In such a scenario, just grab IP address 192.168.1.201 and Bob's your uncle.

That very same strategy would lead to an alert being immediately logged by a more clever router as an obvious anomaly. Often, static IP alerting is set to "off" in order to accommodate users which may want to assign IPs in a quick-and-dirty way (e.g. printers) and don't want to be bothered with properly partitioning and configuring the network.

So basically it all boils down to the network "budget" in money and care. A carelessly configured or underbudget network will let you effortlessly connect unlogged, and actually it's likely not to have logs in the first place, or maybe there are but nobody remembers them anymore (or they were received by someone that long since has classified them "spam": I've seen that happen).

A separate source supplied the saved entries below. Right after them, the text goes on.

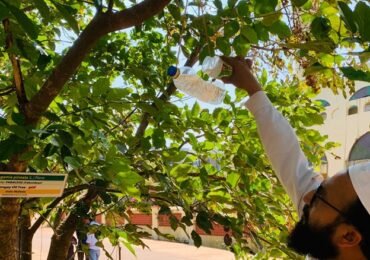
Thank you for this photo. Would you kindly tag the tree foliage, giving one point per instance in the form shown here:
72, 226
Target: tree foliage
84, 91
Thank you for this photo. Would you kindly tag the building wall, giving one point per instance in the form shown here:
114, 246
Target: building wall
343, 128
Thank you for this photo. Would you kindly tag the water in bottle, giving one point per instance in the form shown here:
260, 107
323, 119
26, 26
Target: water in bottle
187, 80
215, 67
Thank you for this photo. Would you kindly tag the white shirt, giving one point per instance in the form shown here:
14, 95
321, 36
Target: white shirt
91, 239
283, 150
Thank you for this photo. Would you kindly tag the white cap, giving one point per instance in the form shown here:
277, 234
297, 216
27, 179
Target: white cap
360, 177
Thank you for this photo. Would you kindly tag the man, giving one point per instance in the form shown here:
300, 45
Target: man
91, 240
335, 213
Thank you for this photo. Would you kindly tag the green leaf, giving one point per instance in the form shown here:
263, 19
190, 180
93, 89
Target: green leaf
354, 74
281, 29
243, 8
67, 11
101, 86
271, 18
175, 11
26, 23
158, 138
362, 15
196, 238
180, 170
218, 4
265, 6
241, 46
299, 3
320, 28
262, 32
10, 146
72, 161
223, 44
43, 8
326, 46
66, 138
4, 11
231, 3
347, 16
233, 179
249, 33
107, 199
203, 222
231, 29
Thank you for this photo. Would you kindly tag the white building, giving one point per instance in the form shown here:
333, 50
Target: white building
347, 122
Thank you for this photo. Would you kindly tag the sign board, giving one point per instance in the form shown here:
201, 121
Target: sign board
17, 184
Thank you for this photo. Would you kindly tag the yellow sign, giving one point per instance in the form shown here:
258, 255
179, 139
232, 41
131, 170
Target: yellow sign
17, 184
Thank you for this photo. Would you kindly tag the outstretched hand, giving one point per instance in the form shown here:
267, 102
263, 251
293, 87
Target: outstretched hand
242, 76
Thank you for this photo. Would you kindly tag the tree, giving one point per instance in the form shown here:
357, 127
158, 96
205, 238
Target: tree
63, 110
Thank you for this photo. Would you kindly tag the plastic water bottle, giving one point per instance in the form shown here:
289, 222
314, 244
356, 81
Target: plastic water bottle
187, 80
215, 67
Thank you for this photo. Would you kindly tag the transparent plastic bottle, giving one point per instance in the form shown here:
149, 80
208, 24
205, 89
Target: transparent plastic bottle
215, 67
187, 80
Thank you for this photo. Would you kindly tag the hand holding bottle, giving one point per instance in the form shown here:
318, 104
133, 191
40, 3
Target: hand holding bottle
242, 76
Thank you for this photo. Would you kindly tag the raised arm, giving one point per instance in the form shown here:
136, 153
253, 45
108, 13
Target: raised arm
278, 138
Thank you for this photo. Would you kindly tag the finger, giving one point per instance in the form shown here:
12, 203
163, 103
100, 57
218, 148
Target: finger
249, 63
240, 58
227, 79
228, 60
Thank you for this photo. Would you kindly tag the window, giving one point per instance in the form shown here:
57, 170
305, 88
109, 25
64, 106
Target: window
324, 115
324, 167
360, 150
367, 107
324, 103
352, 110
364, 92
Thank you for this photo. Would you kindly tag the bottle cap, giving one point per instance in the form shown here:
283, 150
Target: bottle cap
172, 71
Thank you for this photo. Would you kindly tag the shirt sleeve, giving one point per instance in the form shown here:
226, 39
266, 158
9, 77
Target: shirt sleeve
283, 150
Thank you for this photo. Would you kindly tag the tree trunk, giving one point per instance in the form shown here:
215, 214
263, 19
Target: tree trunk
9, 212
60, 241
25, 239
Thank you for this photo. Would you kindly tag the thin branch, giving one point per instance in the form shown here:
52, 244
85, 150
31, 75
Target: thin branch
265, 48
125, 119
170, 90
67, 192
17, 73
110, 6
101, 25
6, 91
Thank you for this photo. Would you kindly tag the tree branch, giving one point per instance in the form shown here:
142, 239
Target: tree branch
102, 24
6, 91
53, 204
110, 6
167, 93
17, 73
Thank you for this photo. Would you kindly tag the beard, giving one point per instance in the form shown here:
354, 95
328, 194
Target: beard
308, 240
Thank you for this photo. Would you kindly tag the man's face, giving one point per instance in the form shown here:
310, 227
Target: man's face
309, 240
313, 234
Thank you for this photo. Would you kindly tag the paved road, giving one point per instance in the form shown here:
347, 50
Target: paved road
159, 250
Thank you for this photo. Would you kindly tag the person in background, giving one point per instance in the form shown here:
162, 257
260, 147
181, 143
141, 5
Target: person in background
335, 213
82, 230
71, 249
91, 240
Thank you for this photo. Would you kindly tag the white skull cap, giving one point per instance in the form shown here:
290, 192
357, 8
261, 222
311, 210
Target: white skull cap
360, 177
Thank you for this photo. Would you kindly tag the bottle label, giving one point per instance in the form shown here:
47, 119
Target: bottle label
226, 71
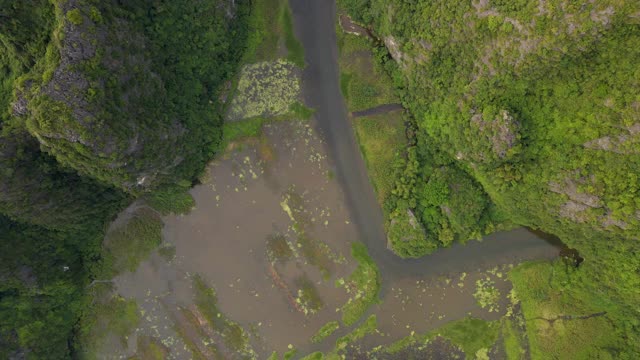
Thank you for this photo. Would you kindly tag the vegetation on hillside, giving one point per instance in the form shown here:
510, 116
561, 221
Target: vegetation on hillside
100, 102
525, 113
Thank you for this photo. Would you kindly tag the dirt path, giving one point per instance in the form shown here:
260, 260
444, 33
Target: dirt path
314, 22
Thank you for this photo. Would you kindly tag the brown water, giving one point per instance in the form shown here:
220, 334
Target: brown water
306, 181
224, 239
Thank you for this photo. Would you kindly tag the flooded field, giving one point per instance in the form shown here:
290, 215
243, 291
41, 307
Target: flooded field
271, 233
271, 258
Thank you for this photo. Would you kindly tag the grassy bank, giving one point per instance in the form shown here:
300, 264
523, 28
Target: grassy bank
561, 320
382, 142
363, 82
363, 285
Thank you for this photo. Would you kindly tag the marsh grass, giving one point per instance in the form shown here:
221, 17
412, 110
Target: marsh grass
367, 327
469, 334
278, 248
486, 294
234, 336
308, 295
325, 331
363, 285
314, 251
363, 82
295, 50
107, 315
382, 142
150, 349
542, 288
172, 200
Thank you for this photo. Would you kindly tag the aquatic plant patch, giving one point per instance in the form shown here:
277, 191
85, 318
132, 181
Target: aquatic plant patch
363, 285
265, 89
325, 331
486, 294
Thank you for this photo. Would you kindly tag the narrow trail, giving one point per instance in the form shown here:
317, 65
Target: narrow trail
314, 21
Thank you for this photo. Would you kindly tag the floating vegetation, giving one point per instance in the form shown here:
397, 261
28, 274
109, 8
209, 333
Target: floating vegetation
368, 327
308, 296
278, 248
233, 335
315, 252
363, 285
486, 294
325, 331
265, 89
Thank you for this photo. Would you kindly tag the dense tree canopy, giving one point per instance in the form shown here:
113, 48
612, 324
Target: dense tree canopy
100, 101
526, 112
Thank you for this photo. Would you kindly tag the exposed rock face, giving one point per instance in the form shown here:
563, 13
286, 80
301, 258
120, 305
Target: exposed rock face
570, 188
625, 143
95, 103
27, 191
501, 132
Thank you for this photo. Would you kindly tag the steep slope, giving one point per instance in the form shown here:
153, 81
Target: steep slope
100, 101
111, 101
538, 102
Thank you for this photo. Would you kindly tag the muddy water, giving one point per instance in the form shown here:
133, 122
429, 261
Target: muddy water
249, 197
314, 23
224, 239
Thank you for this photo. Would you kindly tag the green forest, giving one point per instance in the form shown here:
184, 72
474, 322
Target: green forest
518, 113
101, 102
525, 113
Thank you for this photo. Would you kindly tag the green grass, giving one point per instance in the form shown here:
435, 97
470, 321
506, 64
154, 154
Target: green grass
308, 296
150, 349
367, 327
128, 245
106, 315
174, 199
469, 334
363, 285
542, 288
295, 51
241, 130
300, 111
278, 248
262, 42
363, 82
382, 140
314, 356
512, 343
325, 331
234, 336
290, 354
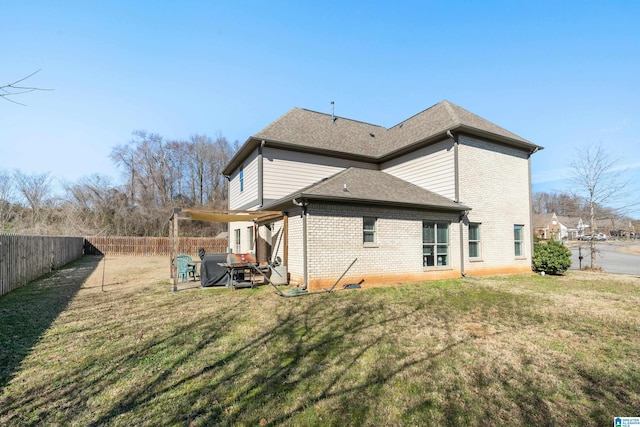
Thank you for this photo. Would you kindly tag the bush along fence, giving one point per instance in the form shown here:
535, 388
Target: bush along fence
25, 258
151, 246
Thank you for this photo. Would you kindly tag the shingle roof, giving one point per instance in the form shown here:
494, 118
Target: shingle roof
357, 185
316, 130
306, 130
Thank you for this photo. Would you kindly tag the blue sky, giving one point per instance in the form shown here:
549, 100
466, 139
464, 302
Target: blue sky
560, 74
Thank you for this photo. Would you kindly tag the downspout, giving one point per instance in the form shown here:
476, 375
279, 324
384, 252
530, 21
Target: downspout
260, 175
530, 206
456, 173
228, 178
305, 272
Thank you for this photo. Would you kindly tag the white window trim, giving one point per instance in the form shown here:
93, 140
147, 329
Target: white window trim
435, 246
479, 241
374, 232
522, 254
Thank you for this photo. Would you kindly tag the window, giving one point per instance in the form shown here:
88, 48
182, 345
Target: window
435, 244
250, 238
474, 240
237, 241
368, 230
518, 239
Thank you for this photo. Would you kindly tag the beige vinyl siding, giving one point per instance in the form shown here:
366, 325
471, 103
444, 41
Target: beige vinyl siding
432, 168
240, 199
288, 171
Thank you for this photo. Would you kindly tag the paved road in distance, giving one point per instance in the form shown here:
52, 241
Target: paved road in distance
608, 258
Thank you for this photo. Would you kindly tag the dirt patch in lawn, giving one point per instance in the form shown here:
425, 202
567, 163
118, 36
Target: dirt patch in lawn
128, 271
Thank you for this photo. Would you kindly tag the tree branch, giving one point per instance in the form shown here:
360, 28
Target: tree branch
12, 89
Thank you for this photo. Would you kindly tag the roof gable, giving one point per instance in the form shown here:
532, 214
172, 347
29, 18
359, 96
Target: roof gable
373, 186
306, 130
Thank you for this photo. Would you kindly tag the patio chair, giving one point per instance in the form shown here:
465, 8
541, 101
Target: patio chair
184, 268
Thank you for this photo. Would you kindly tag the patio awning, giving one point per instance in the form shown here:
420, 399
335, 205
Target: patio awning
212, 215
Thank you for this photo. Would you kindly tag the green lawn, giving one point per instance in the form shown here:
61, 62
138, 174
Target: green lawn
512, 350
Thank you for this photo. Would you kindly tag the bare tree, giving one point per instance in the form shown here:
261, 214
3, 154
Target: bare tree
16, 88
36, 190
7, 206
598, 181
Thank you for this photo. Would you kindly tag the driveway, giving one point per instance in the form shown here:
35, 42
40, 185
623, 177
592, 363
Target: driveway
608, 257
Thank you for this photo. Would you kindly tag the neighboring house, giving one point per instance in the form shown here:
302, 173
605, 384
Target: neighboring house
552, 226
442, 194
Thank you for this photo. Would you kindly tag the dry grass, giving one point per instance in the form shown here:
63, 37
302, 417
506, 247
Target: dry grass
630, 249
518, 350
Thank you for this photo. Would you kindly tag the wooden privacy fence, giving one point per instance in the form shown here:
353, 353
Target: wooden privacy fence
24, 258
151, 246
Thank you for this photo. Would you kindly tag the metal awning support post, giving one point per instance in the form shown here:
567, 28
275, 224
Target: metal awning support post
174, 248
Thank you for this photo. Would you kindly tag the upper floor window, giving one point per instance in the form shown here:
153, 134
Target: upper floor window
435, 244
237, 241
368, 230
474, 240
518, 239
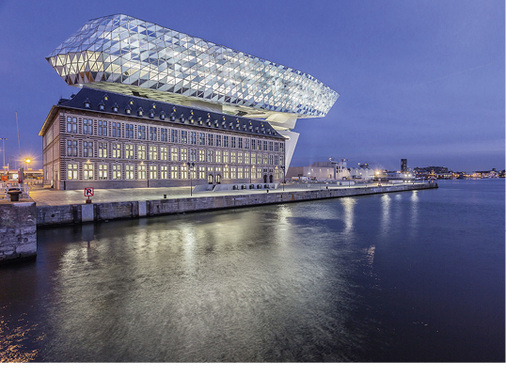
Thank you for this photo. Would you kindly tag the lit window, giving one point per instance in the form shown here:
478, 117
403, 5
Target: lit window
72, 172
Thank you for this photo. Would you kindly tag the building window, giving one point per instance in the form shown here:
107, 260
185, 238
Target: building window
87, 127
102, 171
129, 152
129, 131
116, 129
184, 155
163, 134
173, 136
164, 172
202, 172
141, 152
141, 171
173, 154
102, 150
153, 153
116, 171
164, 153
129, 172
87, 171
184, 171
152, 134
102, 128
87, 149
141, 132
193, 155
116, 150
71, 124
153, 172
173, 172
72, 148
72, 171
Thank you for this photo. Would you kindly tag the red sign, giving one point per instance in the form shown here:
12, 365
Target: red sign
88, 191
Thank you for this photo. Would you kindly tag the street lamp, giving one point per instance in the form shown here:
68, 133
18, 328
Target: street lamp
3, 148
190, 166
283, 168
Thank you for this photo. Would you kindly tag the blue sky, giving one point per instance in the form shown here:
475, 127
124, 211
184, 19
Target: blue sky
422, 80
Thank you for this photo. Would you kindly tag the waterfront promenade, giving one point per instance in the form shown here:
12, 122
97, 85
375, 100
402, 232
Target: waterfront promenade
70, 207
48, 197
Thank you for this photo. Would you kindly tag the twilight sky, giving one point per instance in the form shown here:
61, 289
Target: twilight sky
418, 79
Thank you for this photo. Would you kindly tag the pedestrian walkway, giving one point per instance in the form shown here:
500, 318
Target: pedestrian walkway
51, 197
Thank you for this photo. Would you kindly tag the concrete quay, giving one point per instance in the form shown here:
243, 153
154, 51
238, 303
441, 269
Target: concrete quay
18, 230
69, 207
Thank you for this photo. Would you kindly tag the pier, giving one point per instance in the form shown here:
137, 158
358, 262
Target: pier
20, 220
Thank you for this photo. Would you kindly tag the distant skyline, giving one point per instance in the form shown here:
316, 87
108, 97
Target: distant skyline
421, 80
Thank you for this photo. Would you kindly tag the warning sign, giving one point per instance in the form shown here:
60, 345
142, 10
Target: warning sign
88, 191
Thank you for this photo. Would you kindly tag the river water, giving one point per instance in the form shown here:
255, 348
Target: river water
412, 276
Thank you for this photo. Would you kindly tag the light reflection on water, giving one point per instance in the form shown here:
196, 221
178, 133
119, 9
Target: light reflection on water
349, 279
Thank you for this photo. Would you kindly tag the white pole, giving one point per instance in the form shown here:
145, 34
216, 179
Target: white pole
19, 143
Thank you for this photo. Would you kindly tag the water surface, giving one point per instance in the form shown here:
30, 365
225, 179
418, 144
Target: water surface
412, 276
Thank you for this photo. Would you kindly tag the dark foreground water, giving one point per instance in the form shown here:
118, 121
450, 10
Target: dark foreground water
414, 276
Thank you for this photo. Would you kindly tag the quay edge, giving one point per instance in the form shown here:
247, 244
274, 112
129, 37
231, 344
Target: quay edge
97, 212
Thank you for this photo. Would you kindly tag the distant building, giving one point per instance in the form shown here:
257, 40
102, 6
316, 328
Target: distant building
404, 165
330, 171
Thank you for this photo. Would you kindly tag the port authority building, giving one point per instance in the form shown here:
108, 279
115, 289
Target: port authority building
157, 108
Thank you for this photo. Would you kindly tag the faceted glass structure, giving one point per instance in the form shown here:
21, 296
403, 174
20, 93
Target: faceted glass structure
127, 55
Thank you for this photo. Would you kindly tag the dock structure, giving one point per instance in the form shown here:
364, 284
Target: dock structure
58, 208
19, 220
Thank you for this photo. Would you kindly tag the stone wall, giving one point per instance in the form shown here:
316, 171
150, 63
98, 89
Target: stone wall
79, 213
18, 230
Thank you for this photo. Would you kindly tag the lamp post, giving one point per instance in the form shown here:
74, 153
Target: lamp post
283, 168
3, 148
190, 166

On a more carefully maintained network, maybe with a higher-end router with features that are known and used by the network administrator, you probably won't even be able to connect because your MAC address is not known. You may be able to circumvent that, if you change your MAC address to that of a device that's known to the system but not currently in use (e.g. a printer - and they often have the MAC printed on the network plaque on the back, or it's on an easily reachable "Printer Status" page that can be either displayed or printed). Even so, you'd be wise to plug the computer in the same port where the printer was.

(I seem to remember a blog article somewhere on the possibility of running nmap on newly connected devices recognized through ARP querying, both for fingerprinting and security auditing. I can't find it just now. But in theory at least, even if you connect to an unencrypted wired LAN with a valid MAC and from that MAC's port, it is still possible to detect that you aren't a printer after all).